Algo abrumado por esa patriótica requisitoria, miré en silencio y con rencor a la mujer báltica. No era el mejor estado de ánimo para encarar esa última etapa del periplo pero mala suerte, ya estábamos llegando al octavo y antes de que el ascensor se detuviera comencé a aflojar las rodillas y a doblarlas mientras la mujer, carente del apoyo de mis pies, resbalaba lentamente y sorprendida hasta quedar sentada en el piso. La puerta se abrió. Antes de incorporarme encajé los dos libros de canto en cada uno de los extremos del riel liberado por el desplazamiento de la puerta con el fin de trabar su mecanismo automático de cierre y mantener el ascensor inmóvil. Logrado esto, lo que siguió no resultó difícil, sobre todo porque la mujer no opuso resistencia. Algo intimidada por el carácter repentinamente autoritario de mis gestos, giró sobre sí misma hasta quedar sentada frente a la salida del ascensor, plegó obedientemente las rodillas e inclinó el busto hacia atrás. Agachándome detrás de ella, la tomé por las axilas sudorosas y despegué su trasero del suelo. Su cuerpo trazaba una curva en el aire que culminaba en los patines sólidamente apoyados en el piso y que comenzaron a desplazarse hacia afuera mientras yo seguía ese movimiento con pasos breves y aferrado a las axilas de la mujer.

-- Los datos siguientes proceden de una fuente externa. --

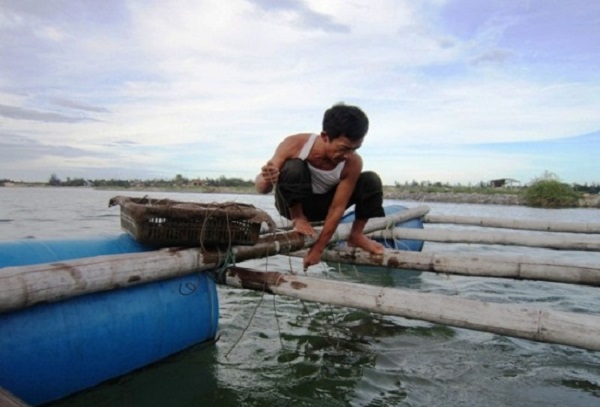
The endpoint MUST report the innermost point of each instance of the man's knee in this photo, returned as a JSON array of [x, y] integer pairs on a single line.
[[370, 180]]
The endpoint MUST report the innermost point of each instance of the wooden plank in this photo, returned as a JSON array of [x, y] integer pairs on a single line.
[[28, 285], [503, 266], [543, 325], [548, 241], [523, 224]]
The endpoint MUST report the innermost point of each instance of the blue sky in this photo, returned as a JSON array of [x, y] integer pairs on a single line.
[[457, 91]]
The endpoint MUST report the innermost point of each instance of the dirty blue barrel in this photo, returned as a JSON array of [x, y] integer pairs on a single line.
[[49, 351], [36, 251]]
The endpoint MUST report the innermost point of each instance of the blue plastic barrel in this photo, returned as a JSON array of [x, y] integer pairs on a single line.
[[397, 244], [34, 251], [52, 350]]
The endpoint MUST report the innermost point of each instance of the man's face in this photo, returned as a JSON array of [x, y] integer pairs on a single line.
[[341, 148]]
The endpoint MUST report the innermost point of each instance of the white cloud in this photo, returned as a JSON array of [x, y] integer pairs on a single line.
[[234, 77]]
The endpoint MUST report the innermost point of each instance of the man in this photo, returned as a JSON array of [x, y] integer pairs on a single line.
[[317, 176]]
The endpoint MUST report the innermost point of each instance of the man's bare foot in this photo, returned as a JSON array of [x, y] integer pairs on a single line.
[[363, 242], [303, 227]]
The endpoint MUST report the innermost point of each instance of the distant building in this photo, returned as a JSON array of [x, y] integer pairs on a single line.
[[504, 183]]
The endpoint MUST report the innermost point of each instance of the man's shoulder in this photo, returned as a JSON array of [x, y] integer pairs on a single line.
[[295, 141]]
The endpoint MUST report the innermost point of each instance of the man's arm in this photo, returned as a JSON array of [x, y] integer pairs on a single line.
[[269, 173]]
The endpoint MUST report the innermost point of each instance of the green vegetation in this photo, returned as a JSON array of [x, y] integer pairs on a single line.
[[549, 192]]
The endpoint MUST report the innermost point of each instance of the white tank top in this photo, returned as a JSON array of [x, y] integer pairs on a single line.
[[322, 181]]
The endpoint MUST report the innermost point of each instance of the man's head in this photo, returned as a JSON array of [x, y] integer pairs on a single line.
[[344, 120]]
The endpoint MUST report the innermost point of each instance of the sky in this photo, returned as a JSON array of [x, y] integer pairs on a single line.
[[457, 91]]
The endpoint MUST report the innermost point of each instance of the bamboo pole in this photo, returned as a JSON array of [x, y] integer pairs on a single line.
[[506, 266], [541, 325], [7, 399], [573, 227], [28, 285], [373, 224], [548, 241]]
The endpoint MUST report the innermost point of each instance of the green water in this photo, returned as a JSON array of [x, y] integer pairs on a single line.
[[276, 351]]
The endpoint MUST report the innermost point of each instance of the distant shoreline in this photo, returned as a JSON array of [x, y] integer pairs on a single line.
[[390, 192]]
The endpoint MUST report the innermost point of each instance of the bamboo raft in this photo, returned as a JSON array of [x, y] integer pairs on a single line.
[[28, 285]]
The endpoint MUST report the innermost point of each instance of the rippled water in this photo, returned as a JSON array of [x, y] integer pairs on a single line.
[[280, 351]]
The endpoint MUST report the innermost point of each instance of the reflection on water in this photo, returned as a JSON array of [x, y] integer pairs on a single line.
[[281, 351]]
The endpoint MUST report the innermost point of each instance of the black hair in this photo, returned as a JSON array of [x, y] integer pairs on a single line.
[[345, 120]]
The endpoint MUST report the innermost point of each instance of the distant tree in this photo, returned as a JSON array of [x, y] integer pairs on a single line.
[[547, 191], [54, 180]]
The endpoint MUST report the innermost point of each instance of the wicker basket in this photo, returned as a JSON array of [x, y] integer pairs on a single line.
[[166, 223]]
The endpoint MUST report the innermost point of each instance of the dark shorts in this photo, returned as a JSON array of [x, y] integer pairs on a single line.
[[294, 186]]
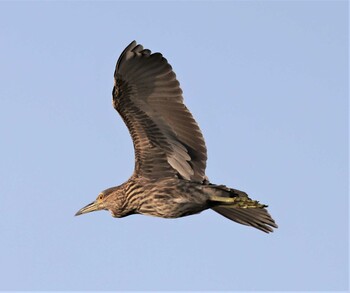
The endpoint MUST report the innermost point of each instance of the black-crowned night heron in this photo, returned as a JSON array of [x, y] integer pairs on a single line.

Sus piernas ya estaban en el octavo piso, pero al atravesar el umbral a la altura de su cintura hubo ese gesto torpe de sus manos que a cada lado del cuerpo tropezaron con los libros que se volcaron hacia el pasillo y destrabaron la puerta. El mecanismo automático se puso en marcha y tuve tiempo de empujar el resto del cuerpo de la mujer hacia el octavo. La puerta amenazaba cerrarse sobre mis codos y retiré rápidamente los brazos hacia atrás, hacia el interior del ascensor, que llamado desde algún piso inferior comenzó a descender.
La mujer báltica se había quedado con mis dos libros.